Darlasi could be writing militant theater, but her ideology is an aesthetic, fortified behind two key features – sometimes giving in to a female affliction: firstly the irony – hence, a marginal (sometimes black, sometimes underground) comicality – and secondly the “abstractization”. Darlasi likes to construct atmospheric worlds from which she strips away the standard ethical content, leaving behind significant problems that entrap her heroes in their own self’s teleology, as she negotiates the terms of their happiness (?). Dramaturgically, Darlasi creates space-engines (that may exist anyplace and anytime), which trap the dramatic personae and either compel them to decisions or drive them to a standstill.

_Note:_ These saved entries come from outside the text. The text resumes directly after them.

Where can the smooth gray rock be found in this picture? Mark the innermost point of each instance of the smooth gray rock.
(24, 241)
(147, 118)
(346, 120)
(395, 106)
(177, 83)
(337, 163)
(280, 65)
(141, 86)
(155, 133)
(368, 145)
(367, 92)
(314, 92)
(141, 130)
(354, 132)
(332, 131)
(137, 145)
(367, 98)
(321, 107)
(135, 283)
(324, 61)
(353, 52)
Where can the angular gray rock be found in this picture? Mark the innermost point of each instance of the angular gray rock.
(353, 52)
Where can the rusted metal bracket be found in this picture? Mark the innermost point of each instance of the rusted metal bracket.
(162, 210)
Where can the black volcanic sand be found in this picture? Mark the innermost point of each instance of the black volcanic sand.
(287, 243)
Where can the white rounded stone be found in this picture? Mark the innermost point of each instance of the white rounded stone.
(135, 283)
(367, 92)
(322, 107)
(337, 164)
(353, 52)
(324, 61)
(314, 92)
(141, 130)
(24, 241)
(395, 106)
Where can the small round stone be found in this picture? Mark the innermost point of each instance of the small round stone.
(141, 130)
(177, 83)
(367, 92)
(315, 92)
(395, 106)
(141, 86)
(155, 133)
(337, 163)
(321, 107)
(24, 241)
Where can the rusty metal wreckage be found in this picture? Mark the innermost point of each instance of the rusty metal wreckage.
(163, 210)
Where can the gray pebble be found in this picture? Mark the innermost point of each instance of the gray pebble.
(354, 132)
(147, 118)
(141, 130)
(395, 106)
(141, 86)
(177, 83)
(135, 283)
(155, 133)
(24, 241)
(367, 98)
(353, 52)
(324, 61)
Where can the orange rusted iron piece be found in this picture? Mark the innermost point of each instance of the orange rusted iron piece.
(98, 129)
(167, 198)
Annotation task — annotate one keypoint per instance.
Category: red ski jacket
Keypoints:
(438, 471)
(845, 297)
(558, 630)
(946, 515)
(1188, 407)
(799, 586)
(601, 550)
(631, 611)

These reducing mechanisms advocate the revocation of the dramatic condition and somewhat impose the universalization of a political message.
The loneliness and the coexistence with the Other are themes that constantly concern the author; either defending individuality or managing the strength of our necessary interaction with others (typical examples are her plays Pieces and You Can be Happy). In this context, Darlasi is interested in the inherent ferocity towards diversity, placing the victim's nightmare within a nightmare for the abuser (an example is A City in a State of Emergency): homo homini lupus.
The desolation of men is a recurring issue in her work, a fact that becomes more interesting when one considers the dynamic and imaginative women found in the works (especially in The Secret Recipe of Francesca Dreamer), which often prevail over men, denouncing stereotypes.
Darlasi knows the theater well, and it is essential that her plays be staged by edgy theatre artists. In a country whose dramaturgy has suffered from ethological quaintness, it is fortunate that there exist playwrights with a different perception of the Art of Theatre.